I must admit I don’t understand your circuit. normally for current sensing you will need only the INA current sense amplifier. This chip is pre-configured for current sensing across a shunt resistor. The shunt resistor has to be in the current-path, i.e. the VBAT current flowing from the battery to the phases has to be passing through this resistor, and then you measure across this resistor with the INA amp’s IN+/IN-. It doesn’t look like that’s the case in your circuit?

Fixed the Voltage regulator output Now it is tunned to 10.9V that will be driving the Mosfets.


On the Current sensor Part also
Shunt Resistor(5mohm) is in the main V_BATT power supply.

It took me a long time to realize the Lepton 2.0 had noise issues, serial worked with a USB-TTL converter, but not with communicating with a Pico directly. There was a very high error rate. However I rarely got errors when typing or reading commands on my PC. There might be differences in flow control or something, I don’t know.

The noise was most noticeable with interrupts.

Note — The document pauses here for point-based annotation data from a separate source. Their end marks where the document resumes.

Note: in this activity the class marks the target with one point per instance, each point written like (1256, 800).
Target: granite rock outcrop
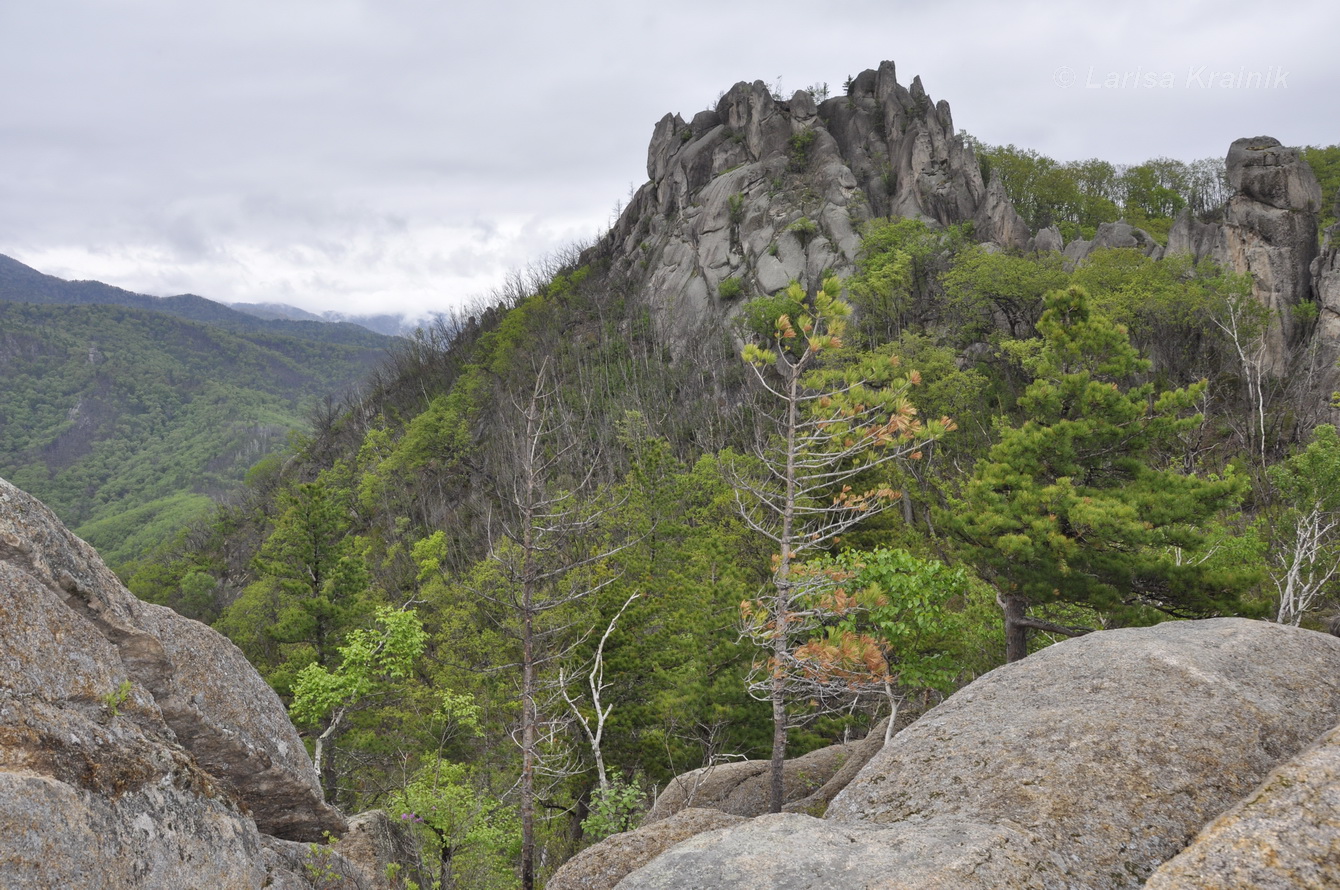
(137, 747)
(1088, 764)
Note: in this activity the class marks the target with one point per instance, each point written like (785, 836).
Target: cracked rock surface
(137, 748)
(1086, 766)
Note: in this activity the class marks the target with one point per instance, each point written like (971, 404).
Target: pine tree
(835, 418)
(1078, 504)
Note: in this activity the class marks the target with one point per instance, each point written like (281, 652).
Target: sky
(405, 156)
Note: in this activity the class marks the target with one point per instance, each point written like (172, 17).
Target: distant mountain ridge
(391, 325)
(126, 413)
(20, 283)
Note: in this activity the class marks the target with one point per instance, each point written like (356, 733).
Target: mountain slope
(110, 413)
(24, 284)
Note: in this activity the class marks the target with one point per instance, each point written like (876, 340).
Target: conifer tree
(1079, 504)
(834, 418)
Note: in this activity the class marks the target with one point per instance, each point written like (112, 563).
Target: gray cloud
(406, 154)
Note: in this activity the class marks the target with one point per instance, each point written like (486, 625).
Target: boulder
(603, 865)
(1087, 764)
(1269, 232)
(743, 787)
(791, 851)
(211, 700)
(1284, 837)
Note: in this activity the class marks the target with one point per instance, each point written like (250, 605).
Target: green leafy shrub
(799, 148)
(615, 808)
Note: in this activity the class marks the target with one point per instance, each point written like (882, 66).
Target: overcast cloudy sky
(405, 154)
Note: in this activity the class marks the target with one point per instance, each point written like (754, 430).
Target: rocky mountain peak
(760, 191)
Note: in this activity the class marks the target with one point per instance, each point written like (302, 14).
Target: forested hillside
(568, 546)
(127, 422)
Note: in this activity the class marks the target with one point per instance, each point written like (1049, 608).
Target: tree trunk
(779, 747)
(528, 732)
(1016, 631)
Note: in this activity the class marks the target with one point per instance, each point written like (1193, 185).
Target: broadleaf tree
(1074, 507)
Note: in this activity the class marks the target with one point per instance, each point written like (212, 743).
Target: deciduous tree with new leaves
(1080, 503)
(831, 420)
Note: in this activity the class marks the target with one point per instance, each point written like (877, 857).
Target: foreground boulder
(1087, 764)
(603, 865)
(138, 748)
(1284, 837)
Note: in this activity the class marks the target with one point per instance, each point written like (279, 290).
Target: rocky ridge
(1269, 232)
(767, 191)
(1088, 764)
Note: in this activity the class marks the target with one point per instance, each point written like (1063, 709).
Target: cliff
(138, 748)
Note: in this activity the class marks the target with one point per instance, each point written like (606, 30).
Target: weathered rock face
(1284, 835)
(211, 698)
(1112, 236)
(743, 788)
(768, 191)
(1084, 766)
(1325, 290)
(1269, 232)
(137, 748)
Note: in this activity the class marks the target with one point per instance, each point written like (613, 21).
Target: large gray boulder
(1284, 837)
(137, 748)
(744, 787)
(205, 693)
(1087, 764)
(603, 865)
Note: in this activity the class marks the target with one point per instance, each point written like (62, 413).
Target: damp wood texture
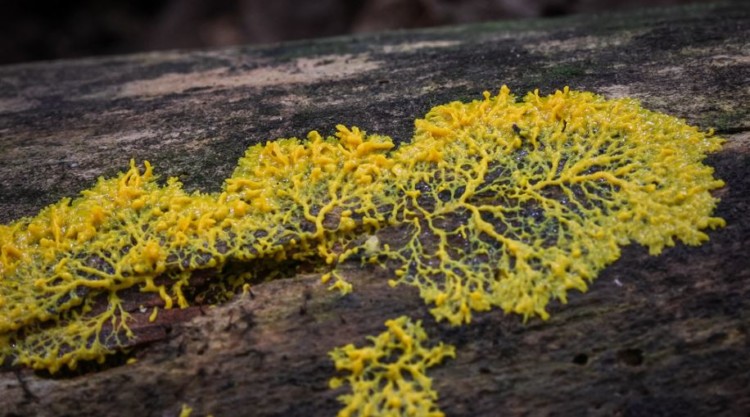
(653, 335)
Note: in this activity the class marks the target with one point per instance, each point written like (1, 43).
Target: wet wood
(664, 335)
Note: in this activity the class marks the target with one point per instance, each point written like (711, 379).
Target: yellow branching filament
(494, 203)
(388, 378)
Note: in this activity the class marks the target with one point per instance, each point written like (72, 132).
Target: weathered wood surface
(666, 335)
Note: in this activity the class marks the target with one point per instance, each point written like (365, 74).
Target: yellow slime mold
(388, 378)
(497, 202)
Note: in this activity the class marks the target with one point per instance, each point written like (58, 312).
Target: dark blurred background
(37, 30)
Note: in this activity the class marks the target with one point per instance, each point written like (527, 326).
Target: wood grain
(664, 335)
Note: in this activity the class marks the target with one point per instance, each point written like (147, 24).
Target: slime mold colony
(494, 203)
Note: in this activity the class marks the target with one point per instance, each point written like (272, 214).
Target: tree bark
(665, 335)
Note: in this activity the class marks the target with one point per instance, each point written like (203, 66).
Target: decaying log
(666, 335)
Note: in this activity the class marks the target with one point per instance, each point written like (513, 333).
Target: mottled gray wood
(666, 335)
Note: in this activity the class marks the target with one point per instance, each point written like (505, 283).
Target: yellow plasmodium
(512, 203)
(388, 377)
(61, 271)
(494, 203)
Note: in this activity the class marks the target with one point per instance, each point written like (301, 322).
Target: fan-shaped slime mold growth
(494, 203)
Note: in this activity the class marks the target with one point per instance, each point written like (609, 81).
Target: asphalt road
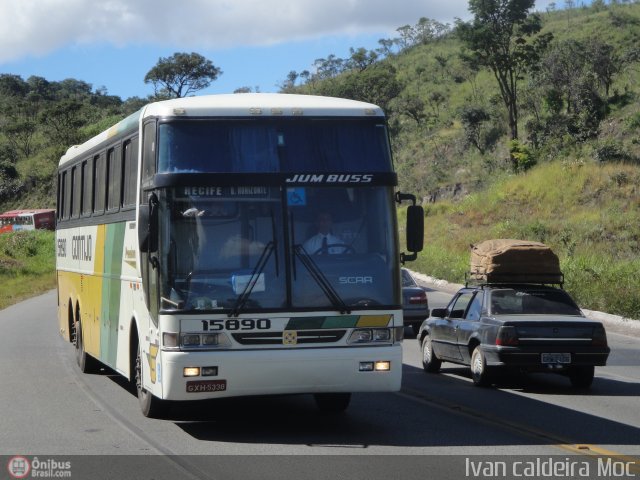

I did not use hall sensors, this stuff was all open loop. I never got past open loop with the Lepton, I moved to the B-G431b-ESC board. I can post the code, I think I already did somewhere, ti could be found in my post history.

I’m not harshing on the design, it’s a good form factor and would have been great for some things, I’m just trying to warn you.

I think the best hypothesis I came up with was: that it was ringing on the inputs to the mosfets. This caused very short high current drain as the mosfets turned on at slightly the wrong time. This caused noise on the power rails. I can’t get in there to modify anything unfortunately.